Why Japanese Don't Like Foreigners Living in Japan - YouTube

Is getting a job in Japan hard? ›

Finding a job in Japan can be more difficult than in your home country because maybe the job you're shooting for isn't in demand. Or you have some skills the company is looking for, but not everything they're looking for.

Are Japanese scared of foreigners? ›

"The majority of Japanese feel that foreigners are foreigners and Japanese are Japanese," said Shigehiko Toyama, a professor of English literature at Showa Women's University in Tokyo. "There are obvious distinctions. Foreigners who speak fluently blur those distinctions and that makes the Japanese feel uneasy."

How do Japanese feel about foreigners? ›

Cross-national public opinion surveys have shown that many Japanese people are relatively positive about having immigrants in the country, compared with respondents in other countries, saying that it would increase cultural diversity and revitalize society.

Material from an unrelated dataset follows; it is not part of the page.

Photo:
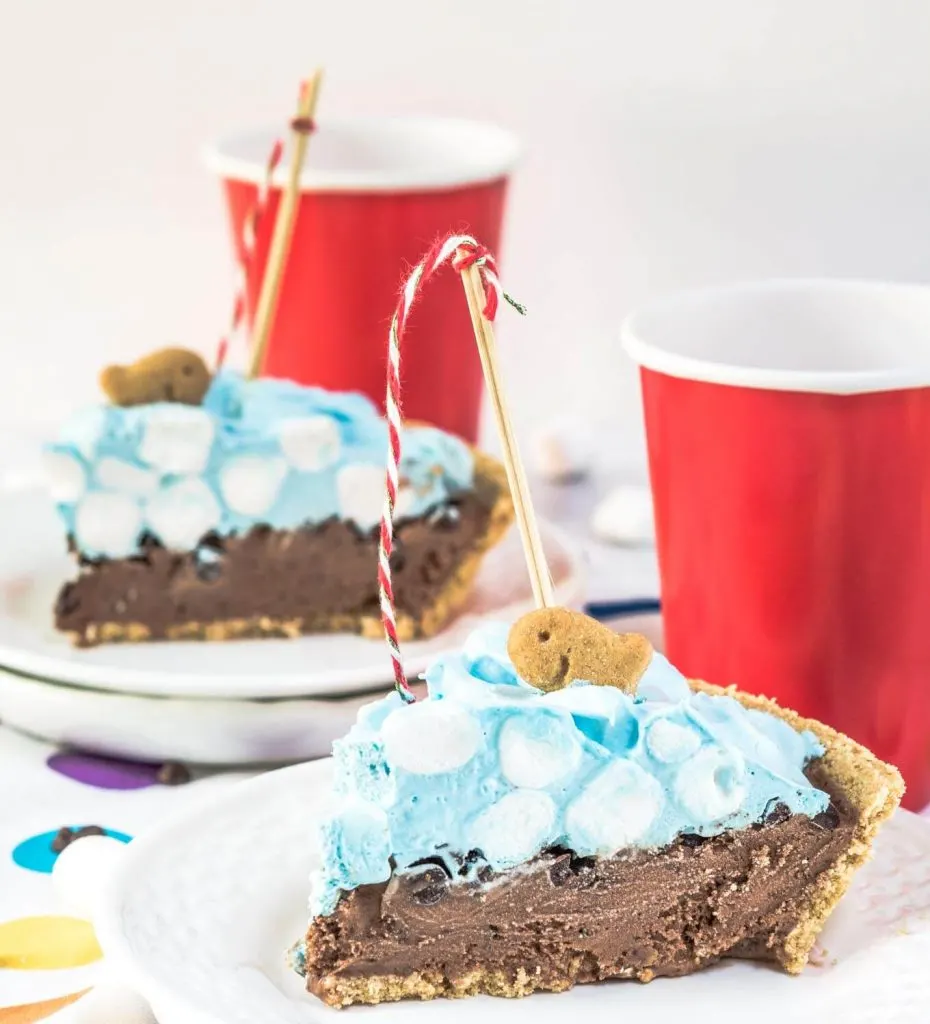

Are Japanese people happy? ›

Japan is ranked nr. 54 on the list of the World's happiest countries. There's a huge happiness gap between the Nordic countries and Japan. Why?

Do Japanese like foreigners living in Japan? ›

Why Japanese Don't Like Foreigners Living in Japan - YouTube

Why does PewDiePie want to move to Japan? ›

While answering questions from fans in a recent video, PewDiePie revealed that the biggest reason he loves living in Japan is that he doesn't get recognized as much as he used to. Not many people in Japan seem to know who he is, so he is able to live a much more private life these days.

How does it feel to live in Japan? ›

Japanese society is vibrant, safe, orderly, and welcoming to strangers. Once you take care of a few details, you'll be able to settle in without too much hassle and begin living an exciting new chapter in your life.

What is it actually like to live in Japan? ›

Like many Asian countries, Japan is surrounded by convenience. 7-Eleven and Lawson shops can be found every few blocks, providing people with such items as basic groceries, hot meals, medicine, liquor, and even small electronics. Transportation is expansive and efficient. It is easy to live in Japan without a car.